Alors que l’Iran peine à surmonter les conséquences de sa guerre de douze jours et des pressions sociales et économiques grandissantes, le régime clérical iranien se trouve dans une position de plus en plus fragile. Même les acteurs du système, à travers leurs propres médias, adressent des signaux d’alerte au Guide suprême, affirmant que « quelque chose doit être fait ». Pourtant, la réalité est que les paroles d’Ali Khamenei n’ont plus le poids d’autrefois, y compris parmi ses propres fidèles.

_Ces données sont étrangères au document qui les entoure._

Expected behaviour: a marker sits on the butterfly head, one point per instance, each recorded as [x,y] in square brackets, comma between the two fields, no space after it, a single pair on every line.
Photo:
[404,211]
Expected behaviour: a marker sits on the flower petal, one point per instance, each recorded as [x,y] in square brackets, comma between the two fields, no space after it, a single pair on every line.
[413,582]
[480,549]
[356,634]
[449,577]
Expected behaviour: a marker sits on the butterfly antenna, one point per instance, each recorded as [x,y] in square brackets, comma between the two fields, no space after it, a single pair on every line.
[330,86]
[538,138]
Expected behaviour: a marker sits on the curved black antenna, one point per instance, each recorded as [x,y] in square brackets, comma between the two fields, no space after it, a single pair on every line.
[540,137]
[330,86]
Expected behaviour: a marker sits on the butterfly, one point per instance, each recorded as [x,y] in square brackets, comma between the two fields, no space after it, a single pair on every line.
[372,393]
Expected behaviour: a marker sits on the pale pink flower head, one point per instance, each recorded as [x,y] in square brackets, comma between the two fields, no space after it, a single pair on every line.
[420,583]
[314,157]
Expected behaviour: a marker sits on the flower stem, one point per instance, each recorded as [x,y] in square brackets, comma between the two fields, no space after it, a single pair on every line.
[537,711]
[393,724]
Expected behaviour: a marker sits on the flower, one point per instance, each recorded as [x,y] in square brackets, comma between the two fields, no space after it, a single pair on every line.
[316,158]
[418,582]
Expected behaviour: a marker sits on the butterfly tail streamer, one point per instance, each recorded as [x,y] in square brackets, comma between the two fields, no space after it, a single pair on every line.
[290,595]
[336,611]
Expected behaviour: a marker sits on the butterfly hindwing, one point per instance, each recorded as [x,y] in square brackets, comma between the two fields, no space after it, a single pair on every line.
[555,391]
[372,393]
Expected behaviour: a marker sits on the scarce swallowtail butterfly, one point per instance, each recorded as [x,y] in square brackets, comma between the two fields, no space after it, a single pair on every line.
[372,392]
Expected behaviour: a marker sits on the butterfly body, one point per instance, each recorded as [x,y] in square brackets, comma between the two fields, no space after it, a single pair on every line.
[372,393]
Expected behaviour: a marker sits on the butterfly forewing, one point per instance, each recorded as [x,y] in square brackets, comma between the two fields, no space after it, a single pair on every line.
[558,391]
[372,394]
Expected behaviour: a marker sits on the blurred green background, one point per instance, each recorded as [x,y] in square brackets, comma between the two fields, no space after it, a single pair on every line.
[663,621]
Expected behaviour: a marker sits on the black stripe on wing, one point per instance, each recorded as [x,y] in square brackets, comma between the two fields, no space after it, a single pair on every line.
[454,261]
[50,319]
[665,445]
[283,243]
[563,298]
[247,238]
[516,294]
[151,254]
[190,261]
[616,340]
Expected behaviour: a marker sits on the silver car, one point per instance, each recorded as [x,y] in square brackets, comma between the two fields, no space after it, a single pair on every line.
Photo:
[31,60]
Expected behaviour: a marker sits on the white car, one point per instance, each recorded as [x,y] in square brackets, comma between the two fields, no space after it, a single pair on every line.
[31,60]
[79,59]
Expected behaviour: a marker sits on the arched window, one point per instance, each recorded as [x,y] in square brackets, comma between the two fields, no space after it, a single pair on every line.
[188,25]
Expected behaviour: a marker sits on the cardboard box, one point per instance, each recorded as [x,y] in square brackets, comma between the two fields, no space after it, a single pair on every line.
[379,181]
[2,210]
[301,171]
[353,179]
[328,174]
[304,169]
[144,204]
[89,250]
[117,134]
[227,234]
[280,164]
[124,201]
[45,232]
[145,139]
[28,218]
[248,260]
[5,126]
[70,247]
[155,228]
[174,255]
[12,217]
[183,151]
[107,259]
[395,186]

Un simple regard sur l’intensification des querelles au sein du parlement et entre les députés et le gouvernement révèle l’affaiblissement de l’autorité du Guide suprême et de son régime clérical iranien. Malgré ses avertissements répétés demandant aux factions de ne pas étaler leurs désaccords sur la place publique, des députés pourtant loyaux à Khamenei ignorent désormais ouvertement ses consignes. Cette dynamique met en lumière l’érosion de son influence au cœur même des structures de pouvoir.
Ce qui peut sembler n’être que de simples querelles de factions reflète en réalité une mutation plus profonde de la société. L’intensification de ces affrontements internes montre combien le fossé entre la société iranienne et ses dirigeants résonne jusque dans les couloirs du pouvoir. La peur de l’effondrement pousse les différentes factions du régime à s’affronter avec une hostilité croissante, aggravant l’impasse politique.
Dans le contexte d’après-guerre, le régime clérical iranien peine à maintenir un équilibre en s’appuyant sur ses factions rivales. Mais même en interne, seules des voix de doute se font entendre. La cause fondamentale réside dans la rupture totale entre le peuple et le système en place. Comme l’a reconnu le quotidien réformiste Shargh le 18 septembre 2025, citant le théoricien Mohammadreza Tajik :
« La société est en avance sur les courants politiques. »
La perte de capital social constitue le coup le plus sévère porté au régime clérical iranien. Aucune propagande ne peut compenser l’absence de soutien de la jeunesse, qui a toujours été l’épine dorsale de tout gouvernement ou mouvement politique. Selon Tajik :
« Le mouvement réformiste a complètement perdu son capital social d’autrefois. Il ne comprend pas les revendications de la jeune génération, et la société d’aujourd’hui a plusieurs longueurs d’avance sur les groupes politiques. »
Quand le capital social disparaît, le régime clérical iranien « sème le vent et récolte la tempête ». Les appels à un référendum, autrefois envisagés comme soupape de sécurité, sont désormais perçus comme dépassés. Même les penseurs réformistes admettent que la société iranienne est allée bien au-delà de telles propositions :
« Ceux qui appellent à un référendum estiment que même la survie de l’ordre actuel dépend d’une reconstruction radicale. Nous ne pouvons résoudre la crise avec des réformes timides ou conservatrices. Nous savons que le peuple avance de plusieurs pas sur le mouvement réformiste. »
La société iranienne rejette de plus en plus radicalement l’ensemble du système du régime clérical iranien. Les théoriciens réformistes, qui autrefois cherchaient à sauver le régime, en viennent désormais à admettre que la jeunesse ne se reconnaît dans aucun courant politique :
« Les revendications sont bien plus radicales que ce que proposent les factions internes. Notre jeune génération ne se voit représentée par aucun courant. »
Privé de sa dernière ressource – la légitimité sociale – le régime clérical voit son déclin s’accélérer. Ses disputes internes, autrefois soigneusement dissimulées, traduisent aujourd’hui un système qui perd à la fois sa cohésion et son objectif face à une société en marche.